Herodotus was not only a great writer, but he was also an adventurous traveler. His researches took him from his home in Halicarnassus (present day Bodrum) in Anatolia through most of the known world of his time. His geographical descriptions are based on observations that he made on his journeys, combined with what he learned from the people he met.

For more information please click on the map.


A 19th century reconstruction of the world view of Eratosthenes of Cyrene (275--194 B.C.). The partitions on the map are the forerunners of parallels and meridians.

Geographic information gathered by Alexander the Great and his successors was the primary source used by Eratosthenes.

For more information please click on the map.


A 19th century reconstruction of the world view of the Greek philosopher Strabo who wrote the famous Geographia compiled from travelers' reports and the "writings" of ancients. The now lost map by Strabo represented the sum total of cartographic knowledge before the Christian Era.

Strabo was born in Amasia [present Amasya] in Anatolia in 64 B.C. He was educated at Nysa near Tralles in Caria and in 44 B.C. went to Rome, where he continued his studies. From about 25 to 20 B.C. he was based in Alexandria.

His Geographia was written between 9 and 5 B.C. and parts revised in AD 18-19. It is through his writings that most of our knowledge of Eratosthenes' mapping has come down.

For more information please click on the map.

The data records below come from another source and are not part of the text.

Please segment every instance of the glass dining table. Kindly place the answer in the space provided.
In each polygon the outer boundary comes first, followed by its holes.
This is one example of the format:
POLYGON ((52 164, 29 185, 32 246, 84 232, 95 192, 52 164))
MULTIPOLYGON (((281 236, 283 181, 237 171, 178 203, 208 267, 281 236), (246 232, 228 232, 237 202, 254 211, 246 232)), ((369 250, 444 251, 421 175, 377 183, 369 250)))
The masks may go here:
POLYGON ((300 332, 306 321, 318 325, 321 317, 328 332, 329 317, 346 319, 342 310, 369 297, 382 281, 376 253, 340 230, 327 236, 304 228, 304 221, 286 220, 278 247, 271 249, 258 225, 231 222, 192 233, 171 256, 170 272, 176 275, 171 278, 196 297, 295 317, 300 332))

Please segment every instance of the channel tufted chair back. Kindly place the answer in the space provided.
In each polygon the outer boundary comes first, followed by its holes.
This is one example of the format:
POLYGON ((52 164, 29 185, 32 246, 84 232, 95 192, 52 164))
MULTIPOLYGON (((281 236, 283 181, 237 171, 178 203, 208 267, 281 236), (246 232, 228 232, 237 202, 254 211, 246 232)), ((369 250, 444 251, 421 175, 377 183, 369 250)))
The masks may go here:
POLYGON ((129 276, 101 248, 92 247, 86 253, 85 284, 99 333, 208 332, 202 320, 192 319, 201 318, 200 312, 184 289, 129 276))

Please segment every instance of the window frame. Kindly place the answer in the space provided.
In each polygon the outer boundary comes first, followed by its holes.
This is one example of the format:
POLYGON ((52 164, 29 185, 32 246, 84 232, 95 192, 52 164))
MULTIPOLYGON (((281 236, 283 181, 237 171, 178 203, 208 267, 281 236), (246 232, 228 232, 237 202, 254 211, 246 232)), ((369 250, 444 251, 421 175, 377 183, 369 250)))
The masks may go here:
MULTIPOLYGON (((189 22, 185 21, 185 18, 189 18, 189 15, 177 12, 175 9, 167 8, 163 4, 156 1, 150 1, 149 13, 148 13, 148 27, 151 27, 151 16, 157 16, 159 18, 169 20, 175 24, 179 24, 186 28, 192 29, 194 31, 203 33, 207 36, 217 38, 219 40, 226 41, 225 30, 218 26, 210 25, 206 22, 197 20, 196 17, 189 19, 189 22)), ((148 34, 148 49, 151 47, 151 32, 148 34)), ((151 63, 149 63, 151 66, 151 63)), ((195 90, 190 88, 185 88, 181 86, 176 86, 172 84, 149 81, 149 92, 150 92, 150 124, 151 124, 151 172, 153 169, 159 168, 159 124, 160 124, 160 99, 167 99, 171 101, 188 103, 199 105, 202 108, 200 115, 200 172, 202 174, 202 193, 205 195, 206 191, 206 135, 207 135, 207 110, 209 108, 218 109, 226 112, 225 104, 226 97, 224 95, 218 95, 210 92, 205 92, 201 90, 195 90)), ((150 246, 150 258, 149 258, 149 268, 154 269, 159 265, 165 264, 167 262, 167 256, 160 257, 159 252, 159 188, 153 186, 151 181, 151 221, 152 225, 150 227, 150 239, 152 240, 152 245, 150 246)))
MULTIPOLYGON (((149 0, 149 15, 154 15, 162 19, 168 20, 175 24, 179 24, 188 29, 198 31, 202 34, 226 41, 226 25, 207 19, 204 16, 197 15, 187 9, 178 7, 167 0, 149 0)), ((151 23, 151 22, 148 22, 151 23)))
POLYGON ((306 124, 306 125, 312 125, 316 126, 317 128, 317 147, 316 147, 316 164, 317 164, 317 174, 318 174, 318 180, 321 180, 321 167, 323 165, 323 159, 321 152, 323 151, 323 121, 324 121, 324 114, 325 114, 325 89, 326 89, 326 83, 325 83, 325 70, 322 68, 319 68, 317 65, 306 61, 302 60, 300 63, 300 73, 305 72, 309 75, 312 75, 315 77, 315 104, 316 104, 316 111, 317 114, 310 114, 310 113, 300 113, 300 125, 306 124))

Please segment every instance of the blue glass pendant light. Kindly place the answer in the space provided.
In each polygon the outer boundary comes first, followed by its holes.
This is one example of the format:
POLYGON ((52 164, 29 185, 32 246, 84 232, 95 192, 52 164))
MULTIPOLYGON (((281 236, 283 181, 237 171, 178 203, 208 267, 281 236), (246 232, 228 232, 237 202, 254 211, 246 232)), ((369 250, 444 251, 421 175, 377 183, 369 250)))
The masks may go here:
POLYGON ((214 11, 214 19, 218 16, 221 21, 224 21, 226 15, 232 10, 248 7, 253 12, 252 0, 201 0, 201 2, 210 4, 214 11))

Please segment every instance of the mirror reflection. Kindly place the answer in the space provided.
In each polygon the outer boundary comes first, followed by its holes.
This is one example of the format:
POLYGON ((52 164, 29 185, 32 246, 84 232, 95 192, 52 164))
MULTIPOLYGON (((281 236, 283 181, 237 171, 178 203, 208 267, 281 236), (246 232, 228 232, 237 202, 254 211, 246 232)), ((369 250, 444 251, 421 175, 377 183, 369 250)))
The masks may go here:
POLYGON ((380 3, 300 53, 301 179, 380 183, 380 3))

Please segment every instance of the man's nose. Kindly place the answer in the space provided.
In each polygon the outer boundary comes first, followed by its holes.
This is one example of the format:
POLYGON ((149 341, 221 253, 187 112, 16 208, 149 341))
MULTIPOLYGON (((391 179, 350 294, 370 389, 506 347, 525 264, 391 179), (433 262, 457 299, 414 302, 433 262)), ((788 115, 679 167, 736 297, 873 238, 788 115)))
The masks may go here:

ORBIS TERRARUM, Marcus Vipsanius Agrippa, c. 20 AD

This is the reconstruction of Agrippa's Orbis Terrarum based upon data in the medieval world maps that were, in turn, derived from Romanoriginals.

The profound difference between the Roman and the Greek mind is illustrated with peculiar clarity in their maps. The Romans were indifferent to mathematical geography, with its system of latitudes and longitudes, its astronomical measurements, and its problem of projections. What they wanted was a practical map to be used for military and administrative purposes. Disregarding the elaborate projections of the Greeks, they reverted to the old disk map of the Ionian geographers as being better adapted to their purposes. Within this round frame the Roman cartographers placed the Orbis Terrarum, the circuit of the world.

For more information please click on the map.

PTOLEMAIC MAP Tabula Nova Asie Minoris , Claudius Ptolemy, c. 200 AD

This a reconstruction of Ptolemaic map by Johan Scotus in 1525.

The famous scholar Claudius Ptolemy who lived in Alexandria, Egypt between the years 87 - 165 AD is one of the most important contributors to the development of cartography.

Ptolemy's is the first known projection of the sphere onto a plane. His work titled GEOGRPHIA remained to be the principal work on the subject until Renaissance and inspiration for later cartographers.

Unfortunately none of his maps have survived to our time. However, there are a quite a number of later reconstructions. As cartographic knowledge they represent Ptolemy's time. I put together several examples in a special section where you can go by clicking on the map.

For more information please click on the map.

TABULA PEUTINGERIANA, Castorius, c. 1st Century AD

A detail from the reproduction of the early road map of the imperial highways of the Roman world showing Anatolia and its environs. Only a copy of the orignal map made in 1265 by a monk at Colmar has survived. The entire map was originally a long, narrow parchment roll 6.75 meters long but only 34 centimeters wide.

The map does not conform to the rules of any projection, nor is it possible to apply a constant scale to determine distances from place to place; for these measurements we have to refer to the figures written in by the author.